研究提出了适用于优化高凝稠油乳化剂配方的动态浊度法。通过使用常用的可见光分光光度计,研究下层稀释乳液的浊度随搅拌时间的变化。该法可直接表征乳液形成和破坏过程中分散相油相体积分数的变化和乳液的静态稳定性,经过多次取样能有效地减少试验误差。用其考察了NaOH质量浓度和不同乳化剂对高凝稠油H2乳液乳化效果的影响,并与常规相分离法的试验结果对比,两者十分吻合。
针对凝点为47℃、50℃粘度为223.2mPa-s(Ds=105.1s-1)的华北油田高凝稠油H1,通过优化试验得到了适合的复配乳化剂配方:复配乳化剂质量浓度为0.5%(油酸钠和十二烷基磺酸钠的质量比为7:3),多聚磷酸钠、NaOH和聚丙烯酰胺的质量浓度分别为0.15%、0.05%和0.15%。当油水质量比为6:4,搅拌速度和搅拌时间分别为800rpm和20min时,使用去离子水,高凝稠油乳液的凝点降幅为18℃,50℃降粘率达86.8%。对该油田的另一种高凝稠油H2,通过优化试验也得到了合适的复配乳化剂配方。当油水质量比为7:3,搅拌速度分别为250rpm和600rpm时,使用自制的模拟油田矿化水,乳液的凝点降幅分别为20℃和25℃,降粘率分别为89.79%和97.46%(40℃)。若油水质量比为6:4,则乳化降凝降粘效果更好。
此外对凝点为54℃的河南油田高凝原油,通过优化试验同样得到了合适的复配乳化剂配方。当油水质量比为59.5:40.5,搅拌速度分别为250rpm和800rpm时,使用去离子水,乳液的凝点降幅分别为8℃和17℃;50℃的降粘率分别为67.83%和88.79%,取得了较好的降凝降粘效果。
针对高凝稠油和高凝原油自行合成了具有抗矿化度性能的酰胺型两性乳化剂。通过红外光谱表征了合成产物的分子结构,使用电位滴定法测定了合成乳化剂的含量。研究了合成乳化剂的种类和分子结构对高凝稠油H2乳液稳定性的影响。通过在乳化剂分子中引入酰胺基团,与聚丙烯酰胺间的相互作用显著增强,乳液的稳定性明显改善。通过试验得到合成乳化剂的优化配方为:复配乳化剂质量浓度为0.4%(油酸酰胺丙基二甲基氧化胺与LAO-35的质量比为7:3),NaOH和聚丙烯酰胺的质量浓度分别为0.035%和0.15%。当油水质量比为7:3,搅拌速度为250rpm,使用自制的模拟油田矿化水,通过形成稳定性较好的O/W型乳液,高凝稠油H2乳液的凝点降幅为20℃,与市售乳化剂优化配方的乳化降凝效果相当,40℃的降粘率为96.41%,高于市售乳化剂配方的降粘率,同时研究了相关机理。
上述结果,对实现稠油和高凝原油的强化开采和管道输送具有实际应用价值,增加了对这类原油乳化降凝降粘机理的认识。
Our country is poor in the conventional crude oil, but is relatively rich in heavy oil, however it brings great difficulty on the exploitation and transportation because of its high viscosity and low fluidity at the low temperature.

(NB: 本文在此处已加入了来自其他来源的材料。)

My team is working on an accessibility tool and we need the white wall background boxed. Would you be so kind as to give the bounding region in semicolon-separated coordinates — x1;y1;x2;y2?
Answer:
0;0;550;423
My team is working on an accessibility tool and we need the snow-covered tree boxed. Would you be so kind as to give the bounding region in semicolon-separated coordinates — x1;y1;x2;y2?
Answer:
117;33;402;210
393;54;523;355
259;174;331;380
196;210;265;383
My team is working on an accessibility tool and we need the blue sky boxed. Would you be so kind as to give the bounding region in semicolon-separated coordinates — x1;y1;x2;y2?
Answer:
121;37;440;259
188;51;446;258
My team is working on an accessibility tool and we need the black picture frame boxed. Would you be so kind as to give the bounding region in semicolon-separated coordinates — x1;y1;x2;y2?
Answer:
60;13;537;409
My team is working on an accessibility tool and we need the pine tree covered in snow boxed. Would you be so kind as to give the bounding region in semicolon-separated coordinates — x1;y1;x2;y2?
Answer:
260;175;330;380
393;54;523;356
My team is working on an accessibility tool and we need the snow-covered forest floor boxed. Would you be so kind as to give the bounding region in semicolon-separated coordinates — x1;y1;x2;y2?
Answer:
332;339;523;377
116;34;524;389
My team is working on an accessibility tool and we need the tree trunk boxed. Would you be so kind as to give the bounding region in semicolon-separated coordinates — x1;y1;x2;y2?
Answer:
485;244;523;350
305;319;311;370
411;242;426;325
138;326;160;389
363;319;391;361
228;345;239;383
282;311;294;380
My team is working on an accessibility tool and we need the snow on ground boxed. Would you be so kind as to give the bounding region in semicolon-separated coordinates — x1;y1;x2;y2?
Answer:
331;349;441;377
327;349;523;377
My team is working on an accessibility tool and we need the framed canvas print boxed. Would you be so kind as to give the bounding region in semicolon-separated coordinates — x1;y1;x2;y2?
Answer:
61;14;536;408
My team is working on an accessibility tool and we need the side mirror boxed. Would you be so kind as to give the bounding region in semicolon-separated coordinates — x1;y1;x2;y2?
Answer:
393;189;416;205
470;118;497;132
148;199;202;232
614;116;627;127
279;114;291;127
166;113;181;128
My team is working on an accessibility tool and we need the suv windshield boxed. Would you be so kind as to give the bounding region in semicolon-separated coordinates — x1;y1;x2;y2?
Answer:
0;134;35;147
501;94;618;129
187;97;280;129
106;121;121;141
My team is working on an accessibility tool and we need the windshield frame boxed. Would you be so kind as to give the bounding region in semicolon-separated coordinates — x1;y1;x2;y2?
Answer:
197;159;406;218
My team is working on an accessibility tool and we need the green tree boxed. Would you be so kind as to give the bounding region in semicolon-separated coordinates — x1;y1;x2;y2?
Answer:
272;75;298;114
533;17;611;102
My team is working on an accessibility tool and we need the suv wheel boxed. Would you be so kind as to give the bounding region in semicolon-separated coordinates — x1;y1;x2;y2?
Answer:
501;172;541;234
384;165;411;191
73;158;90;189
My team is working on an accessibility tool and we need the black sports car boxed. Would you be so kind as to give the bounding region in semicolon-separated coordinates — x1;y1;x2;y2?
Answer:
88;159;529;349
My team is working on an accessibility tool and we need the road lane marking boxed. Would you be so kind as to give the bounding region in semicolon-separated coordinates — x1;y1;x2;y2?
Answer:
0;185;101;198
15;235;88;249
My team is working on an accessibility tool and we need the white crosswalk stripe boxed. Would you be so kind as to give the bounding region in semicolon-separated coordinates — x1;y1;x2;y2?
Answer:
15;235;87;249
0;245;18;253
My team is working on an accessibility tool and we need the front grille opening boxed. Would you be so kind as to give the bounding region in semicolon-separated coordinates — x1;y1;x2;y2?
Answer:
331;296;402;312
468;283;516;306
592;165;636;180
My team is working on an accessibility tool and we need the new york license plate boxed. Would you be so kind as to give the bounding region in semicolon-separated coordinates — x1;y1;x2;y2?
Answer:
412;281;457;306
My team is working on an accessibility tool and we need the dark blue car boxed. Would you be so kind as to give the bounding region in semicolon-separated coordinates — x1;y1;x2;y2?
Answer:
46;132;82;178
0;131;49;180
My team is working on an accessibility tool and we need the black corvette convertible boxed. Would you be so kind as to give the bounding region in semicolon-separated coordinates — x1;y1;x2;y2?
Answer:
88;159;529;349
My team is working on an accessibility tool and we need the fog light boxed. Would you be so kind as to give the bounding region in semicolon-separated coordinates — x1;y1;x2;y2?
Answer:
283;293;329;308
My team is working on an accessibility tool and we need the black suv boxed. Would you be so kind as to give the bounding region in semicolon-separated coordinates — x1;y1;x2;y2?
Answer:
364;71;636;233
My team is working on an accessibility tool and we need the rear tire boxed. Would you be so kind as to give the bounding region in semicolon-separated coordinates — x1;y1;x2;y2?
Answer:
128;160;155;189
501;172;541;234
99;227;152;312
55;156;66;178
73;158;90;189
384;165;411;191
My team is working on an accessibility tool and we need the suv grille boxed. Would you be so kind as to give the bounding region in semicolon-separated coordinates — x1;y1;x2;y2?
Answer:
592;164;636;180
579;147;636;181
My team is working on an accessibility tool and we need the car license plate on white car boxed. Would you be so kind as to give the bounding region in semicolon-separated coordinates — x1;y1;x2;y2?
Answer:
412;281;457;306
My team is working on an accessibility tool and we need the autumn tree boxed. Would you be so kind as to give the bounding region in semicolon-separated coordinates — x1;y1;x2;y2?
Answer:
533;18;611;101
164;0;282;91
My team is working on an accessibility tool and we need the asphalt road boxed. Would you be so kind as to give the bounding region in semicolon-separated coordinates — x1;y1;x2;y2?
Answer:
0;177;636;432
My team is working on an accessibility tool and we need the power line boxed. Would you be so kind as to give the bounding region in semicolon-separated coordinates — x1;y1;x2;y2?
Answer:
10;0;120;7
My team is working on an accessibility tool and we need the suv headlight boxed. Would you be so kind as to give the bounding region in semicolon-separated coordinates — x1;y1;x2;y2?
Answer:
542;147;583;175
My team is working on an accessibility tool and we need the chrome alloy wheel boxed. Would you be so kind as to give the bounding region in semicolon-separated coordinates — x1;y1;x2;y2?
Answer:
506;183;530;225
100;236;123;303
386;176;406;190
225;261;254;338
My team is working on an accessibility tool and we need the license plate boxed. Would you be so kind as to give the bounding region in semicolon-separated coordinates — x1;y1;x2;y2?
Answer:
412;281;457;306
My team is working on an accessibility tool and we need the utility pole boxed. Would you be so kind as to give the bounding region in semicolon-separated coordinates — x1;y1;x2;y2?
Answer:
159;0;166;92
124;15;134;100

Now the common heating method applied on the exploitation and pipeline transportation of heavy oil is considered to be high energy consumption, uneconomic and inefficient. Therefore trying to exploit heavy oil source in an economic and efficient way is of great significance to release the contradiction between energy supply and demand, and ensure the security of energy strategy in our country. In this paper, based on the high pour point and low fluidity of waxy heavy oil and waxy crude oil at the low temperature, their fluidities were tried to be improved by emulsifying method. Thus the three dimensional net structure of wax crystals in the waxy heavy oil or waxy crude oil could be prevented by oil/water interfacial membrane due to forming stable waxy oil-in-water emulsion, which would highly improve the fluidity of waxy heavy oil.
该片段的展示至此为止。